Lily squenched her nose. “Raisin Bran? Not what I’d choose for my last meal.”

“Me either,” I said, taking out organs and weighing them, and then putting them back.

“I keep finding these weird flecks,” Lily said a few minutes later. “Particles mixed in with the tissue. We must have scraped too hard and mixed fibers.”

I came over to the sterile metal table where she had Steve Hargrove’s brain, skull, and other fleshy pieces like his nose lined up and labeled.

“What do you mean flecks?” I asked, pulling down the overhead light so I could get a better view.

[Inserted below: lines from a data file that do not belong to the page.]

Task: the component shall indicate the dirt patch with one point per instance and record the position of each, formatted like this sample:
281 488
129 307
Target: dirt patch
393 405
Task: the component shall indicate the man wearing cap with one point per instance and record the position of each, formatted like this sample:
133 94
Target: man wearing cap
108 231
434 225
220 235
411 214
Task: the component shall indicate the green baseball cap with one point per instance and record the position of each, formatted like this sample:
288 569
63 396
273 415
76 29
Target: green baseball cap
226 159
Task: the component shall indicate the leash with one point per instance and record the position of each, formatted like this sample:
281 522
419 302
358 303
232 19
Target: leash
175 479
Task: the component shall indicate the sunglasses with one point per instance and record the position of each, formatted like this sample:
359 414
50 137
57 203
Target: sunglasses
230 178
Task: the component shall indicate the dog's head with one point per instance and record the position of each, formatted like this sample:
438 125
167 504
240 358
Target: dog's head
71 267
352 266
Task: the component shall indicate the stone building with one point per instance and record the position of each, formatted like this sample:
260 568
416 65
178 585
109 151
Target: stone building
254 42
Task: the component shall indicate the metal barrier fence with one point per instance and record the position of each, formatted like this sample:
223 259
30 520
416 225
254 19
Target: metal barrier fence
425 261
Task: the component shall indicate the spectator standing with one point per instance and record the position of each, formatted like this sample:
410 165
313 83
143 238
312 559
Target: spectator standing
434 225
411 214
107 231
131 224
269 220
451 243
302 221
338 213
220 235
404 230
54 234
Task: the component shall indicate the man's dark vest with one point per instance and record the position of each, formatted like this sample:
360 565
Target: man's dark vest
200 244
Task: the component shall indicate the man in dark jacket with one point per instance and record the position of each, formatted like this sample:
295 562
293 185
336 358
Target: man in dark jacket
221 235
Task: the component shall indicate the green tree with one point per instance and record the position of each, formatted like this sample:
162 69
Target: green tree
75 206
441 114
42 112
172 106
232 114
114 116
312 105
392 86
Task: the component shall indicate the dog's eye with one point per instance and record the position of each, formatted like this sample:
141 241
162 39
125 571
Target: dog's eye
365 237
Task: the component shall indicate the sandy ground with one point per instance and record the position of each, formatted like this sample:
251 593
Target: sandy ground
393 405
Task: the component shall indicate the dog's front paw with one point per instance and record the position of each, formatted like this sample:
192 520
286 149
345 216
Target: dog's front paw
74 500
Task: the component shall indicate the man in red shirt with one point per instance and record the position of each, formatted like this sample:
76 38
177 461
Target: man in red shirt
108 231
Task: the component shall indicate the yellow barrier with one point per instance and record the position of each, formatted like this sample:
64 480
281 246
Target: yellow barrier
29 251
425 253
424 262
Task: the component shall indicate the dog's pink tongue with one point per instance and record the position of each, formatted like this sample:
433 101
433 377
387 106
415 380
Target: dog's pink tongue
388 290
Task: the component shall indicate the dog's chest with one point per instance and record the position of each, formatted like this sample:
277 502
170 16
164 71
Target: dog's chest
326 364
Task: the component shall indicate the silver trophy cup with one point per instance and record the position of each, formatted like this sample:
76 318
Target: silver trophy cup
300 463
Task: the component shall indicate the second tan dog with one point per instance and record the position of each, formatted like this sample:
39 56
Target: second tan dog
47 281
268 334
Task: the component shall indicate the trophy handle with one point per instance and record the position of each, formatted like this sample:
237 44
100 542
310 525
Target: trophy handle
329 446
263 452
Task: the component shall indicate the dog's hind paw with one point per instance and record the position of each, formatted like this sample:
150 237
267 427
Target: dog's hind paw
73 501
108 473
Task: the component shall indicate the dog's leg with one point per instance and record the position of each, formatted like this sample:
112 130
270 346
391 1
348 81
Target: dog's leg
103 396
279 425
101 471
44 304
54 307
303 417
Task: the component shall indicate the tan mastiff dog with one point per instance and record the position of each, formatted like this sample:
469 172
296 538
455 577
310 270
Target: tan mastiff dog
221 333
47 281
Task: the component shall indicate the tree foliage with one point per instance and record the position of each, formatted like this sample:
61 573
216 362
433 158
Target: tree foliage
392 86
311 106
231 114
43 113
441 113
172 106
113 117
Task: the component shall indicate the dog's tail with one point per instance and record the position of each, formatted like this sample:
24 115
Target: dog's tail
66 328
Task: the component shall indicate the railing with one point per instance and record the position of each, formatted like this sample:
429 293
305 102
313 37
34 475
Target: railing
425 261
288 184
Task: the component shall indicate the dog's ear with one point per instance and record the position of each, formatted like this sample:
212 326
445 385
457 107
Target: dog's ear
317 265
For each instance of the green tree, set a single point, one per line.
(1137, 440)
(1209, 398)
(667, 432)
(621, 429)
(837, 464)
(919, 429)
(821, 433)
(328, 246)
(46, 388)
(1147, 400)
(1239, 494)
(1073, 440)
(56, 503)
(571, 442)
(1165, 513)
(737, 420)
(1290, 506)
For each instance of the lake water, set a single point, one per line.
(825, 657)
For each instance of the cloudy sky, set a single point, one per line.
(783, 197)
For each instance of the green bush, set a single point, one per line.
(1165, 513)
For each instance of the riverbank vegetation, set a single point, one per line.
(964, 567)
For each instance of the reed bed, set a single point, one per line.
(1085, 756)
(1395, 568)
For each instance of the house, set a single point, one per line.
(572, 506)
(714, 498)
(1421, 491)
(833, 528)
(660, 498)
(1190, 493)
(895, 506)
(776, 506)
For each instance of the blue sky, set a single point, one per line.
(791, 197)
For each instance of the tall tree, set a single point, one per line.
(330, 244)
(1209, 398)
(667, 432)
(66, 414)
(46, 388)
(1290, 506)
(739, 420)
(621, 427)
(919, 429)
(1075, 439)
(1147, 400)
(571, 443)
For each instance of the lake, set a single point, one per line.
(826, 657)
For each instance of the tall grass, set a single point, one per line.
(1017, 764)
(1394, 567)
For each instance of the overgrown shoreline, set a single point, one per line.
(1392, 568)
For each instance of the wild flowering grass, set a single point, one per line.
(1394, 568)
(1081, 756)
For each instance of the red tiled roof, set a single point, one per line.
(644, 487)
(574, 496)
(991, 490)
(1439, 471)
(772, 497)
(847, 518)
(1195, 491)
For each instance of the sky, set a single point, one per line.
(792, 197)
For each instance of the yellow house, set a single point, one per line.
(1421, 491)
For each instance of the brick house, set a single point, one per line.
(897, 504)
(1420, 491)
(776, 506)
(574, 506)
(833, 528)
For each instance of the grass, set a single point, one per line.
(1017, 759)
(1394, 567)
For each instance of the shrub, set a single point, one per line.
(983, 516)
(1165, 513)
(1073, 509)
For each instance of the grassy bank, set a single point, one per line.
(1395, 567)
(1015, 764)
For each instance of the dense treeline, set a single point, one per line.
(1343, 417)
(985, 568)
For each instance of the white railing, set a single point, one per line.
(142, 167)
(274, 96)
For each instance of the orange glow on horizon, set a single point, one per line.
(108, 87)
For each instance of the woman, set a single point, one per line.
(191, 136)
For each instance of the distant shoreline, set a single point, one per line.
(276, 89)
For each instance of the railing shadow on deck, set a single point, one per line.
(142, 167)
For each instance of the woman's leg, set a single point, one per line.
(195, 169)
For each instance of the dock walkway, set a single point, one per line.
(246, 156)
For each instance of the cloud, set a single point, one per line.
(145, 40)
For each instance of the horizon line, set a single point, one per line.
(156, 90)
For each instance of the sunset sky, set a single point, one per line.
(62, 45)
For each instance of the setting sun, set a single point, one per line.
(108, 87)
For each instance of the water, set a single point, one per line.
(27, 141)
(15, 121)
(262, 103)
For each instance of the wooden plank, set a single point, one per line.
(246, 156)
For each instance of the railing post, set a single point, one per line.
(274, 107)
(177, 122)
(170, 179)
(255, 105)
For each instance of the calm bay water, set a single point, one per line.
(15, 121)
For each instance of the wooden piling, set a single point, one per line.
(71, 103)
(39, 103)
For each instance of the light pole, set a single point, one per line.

“It’s embedded in the occipital. It looks like red glitter,” she said. “I don’t know. It’s weird. Maybe there was glitter in the carpet?”

“Maybe,” I said, looking through the microscope. There were several shiny red flakes just like she’d said. “Grab an evidence bag and we’ll send these off to be analyzed. Have you found them anywhere else?”

“On that piece,” she said. “But I’m not sure what part of the skull it is yet. It’s fleshy. And brainy.”

“Parietal,” I said, turning the fragments carefully in my hand. “You can barely see the suture line.”

There was too much damage to the flesh around the pieces of skull I was holding. It was like holding a mangled piece of beef. I took the tweezers and painstakingly removed all the flecks I could find and dropped them in the bag Lily held open.

We spent the next couple of hours extracting buckshot from tissue and bone and then putting as much of Coach Hargrove together as we could.

“There’s still a good part of the skull that’s missing,” I said. “It was a twelve-pellet load of buckshot in the shotgun. We recovered eight pellets from his soft tissue. I’ll check with Jack to see if the techs picked up the remaining four. But the initial shotgun blast through the soft tissue of the underside of the chin means that those twelve pellets made soup out of Hargrove’s head. We’ve got pieces of flesh with shotgun residue, and swab tests on his right hand came back positive as well. So we know he was holding the weapon at the time it was fired.”

“Not looking good for anything but suicide,” Lily said.

“Yeah, but those red flakes are weird. And the flesh is too damaged. Let’s clean up the remaining pieces of skull and bone, strip the flesh, and then see what’s under there,” I told her. “While you do that, I’m going to run these things over to the crime lab.”

Lily grunted. “I don’t have anywhere else to be,” she said.

I stripped off my gloves and took off my apron and lab coat. “Yeah, I heard Cole got pulled in on the guy who got doused in gasoline and set on fire. That seems fitting for a full moon. But maybe he won’t be too late. The last I heard the guy survived.”

“That seems worse somehow,” she said.

“I can’t disagree,” I told her. “Text me if anything new comes up.”

Chapter Five

I’d lost track of time down in the basement, and I noticed it was past five by the time I got back upstairs and gathered all my things. The parking lot at the funeral home was full as the viewings for Merilee Walling and Bruce Lichner were well underway. The side of the funeral home with my office and the lab was blocked off from the viewing public, so I was able to slip out without notice.

It was still a couple of hours shy of sunset, but the sky was the same dark and gloomy gray it had been all day. The rain had let up a little so I could see other cars on the road as I made my way over to the sheriff’s office. I was assuming Jack would be there, but he could just as likely have been out on a call or dealing with the flooding.

Thoughts of flooding made me wonder if we’d be able to get to our own house, or if we’d be sleeping in the little room behind Jack’s office. Heresy Road was elevated, situated parallel on the cliffs overlooking the Potomac River. It was getting up to Heresy Road that was the problem.